What did the BBC prison Study Find?

In the original SPE, participants were assigned to the roles of guards and prison inmates. It was found that, over the course of the experiment, the guards became increasingly abusive and violent while the prisoners displayed increasing levels of anxiety and stress.

What did the BBC prison Study by Haslam & Reicher find?

Produced by Steve Reicher and Alex Haslam, it presents the findings of what has subsequently become known as the BBC Prison Study. These findings centered around “the social and psychological consequences of putting people in groups of unequal power” and “when people accept inequality and when they challenge it”.

Why did the Stanford Prison Experiment happen?

The experiment, funded by the U.S. Office of Naval Research, took place at Stanford University in August 1971. It was intended to measure the effect of role-playing, labeling, and social expectations on behaviour over a period of two weeks.

How long did BBC prison Study last?

The study was meant to last two weeks. But the brutality of the Guards and the suffering of the Prisoners was so intense that it had to be terminated after only six days. The study provided a graphic illustration of the power of situations to shape individuals’ behaviour.

What year was the BBC prison experiment?

Introduction. The BBC Prison Study explores the social and psychological consequences of putting people in groups of unequal power. It examines when people accept inequality and when they challenge it. Findings from the study were first broadcast by the BBC in 2002.

What were the weaknesses of the BBC prison Study?

Science and society

  • (a) that our study had no psychological reality for the participants;
  • (b) that it was fundamentally flawed because participants knew they were taking part in an experiment and that this would be shown on television;

What is the experiment based on?

To a certain extent, yes. The movie, and the book that inspired it, is loosely based on the real-life Stanford prison experiment conducted in 1971. A group of test subjects was divided in two subsets, one assuming the role of prisoners and the other assuming the role of prison guards.

Who was Prisoner 8612?

Douglas Korpi
One of the prisoners (#8612), Douglas Korpi, a 22-year-old Berkeley graduate, began to exhibit uncontrollable crying and rage 36 hours into the experiment, described by Zimbardo as “acute emotional disturbance”.

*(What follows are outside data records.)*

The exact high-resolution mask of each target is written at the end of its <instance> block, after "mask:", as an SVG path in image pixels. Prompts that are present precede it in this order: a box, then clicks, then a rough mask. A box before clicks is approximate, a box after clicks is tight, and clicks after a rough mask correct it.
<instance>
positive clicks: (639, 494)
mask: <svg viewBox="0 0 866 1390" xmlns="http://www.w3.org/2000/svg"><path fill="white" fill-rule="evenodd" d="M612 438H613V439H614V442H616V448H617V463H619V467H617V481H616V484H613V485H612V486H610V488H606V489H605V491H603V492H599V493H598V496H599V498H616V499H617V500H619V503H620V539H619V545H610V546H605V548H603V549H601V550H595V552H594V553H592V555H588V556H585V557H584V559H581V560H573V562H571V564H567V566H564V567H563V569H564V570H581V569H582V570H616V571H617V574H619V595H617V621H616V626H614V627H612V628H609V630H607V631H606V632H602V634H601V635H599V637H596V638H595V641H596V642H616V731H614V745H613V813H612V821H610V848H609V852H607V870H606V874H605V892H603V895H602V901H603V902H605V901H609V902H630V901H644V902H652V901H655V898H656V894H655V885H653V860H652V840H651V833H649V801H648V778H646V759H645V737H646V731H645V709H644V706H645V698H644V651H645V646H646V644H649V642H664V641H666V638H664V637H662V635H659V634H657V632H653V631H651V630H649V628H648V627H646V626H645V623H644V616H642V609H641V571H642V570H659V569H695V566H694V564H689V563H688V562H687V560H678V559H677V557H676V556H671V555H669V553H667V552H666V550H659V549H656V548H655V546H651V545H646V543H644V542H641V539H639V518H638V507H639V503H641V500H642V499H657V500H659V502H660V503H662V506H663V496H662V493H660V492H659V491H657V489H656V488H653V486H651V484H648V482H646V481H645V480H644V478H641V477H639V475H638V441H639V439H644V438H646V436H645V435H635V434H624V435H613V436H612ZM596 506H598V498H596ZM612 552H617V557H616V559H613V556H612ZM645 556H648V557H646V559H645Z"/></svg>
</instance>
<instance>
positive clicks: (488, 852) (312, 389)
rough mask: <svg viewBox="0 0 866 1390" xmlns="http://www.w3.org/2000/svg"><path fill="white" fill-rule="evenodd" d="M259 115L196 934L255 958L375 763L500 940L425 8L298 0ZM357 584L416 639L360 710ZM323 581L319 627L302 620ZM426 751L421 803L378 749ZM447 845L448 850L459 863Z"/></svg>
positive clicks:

Where is Dave Eshelman now?

The son of a Stanford engineering professor, Eshelman was a student at Chapman University at the time of the experiment. He was the prison’s most abusive guard, patterning himself after the sadistic prison warden (portrayed by Strother Martin) in the movie Cool Hand Luke. Today he owns a mortgage business in Saratoga.

How long was the SPE meant to last?

The Stanford prison experiment was supposed to last two weeks but was ended abruptly just six days later, after a string of mental breakdowns, an outbreak of sadism and a hunger strike.

How were prisoners and guards selected?

Q: How were students assigned to the role of prisoner or guard? A: The assignment was done randomly, as with the toss of a coin, to make sure that the prisoners and guards were comparable to each other at the beginning of the experiment. Thus, there were typically three students guarding nine prisoners.

What did the BBC prison Study show about what is necessary for effective leadership?

First, leadership is only possible where a set of people share a common group identity. Second, the most effective leader will be the person who is most typical of the group (the person whose prototypicality is highest) and hence able to best represent the shared group identity.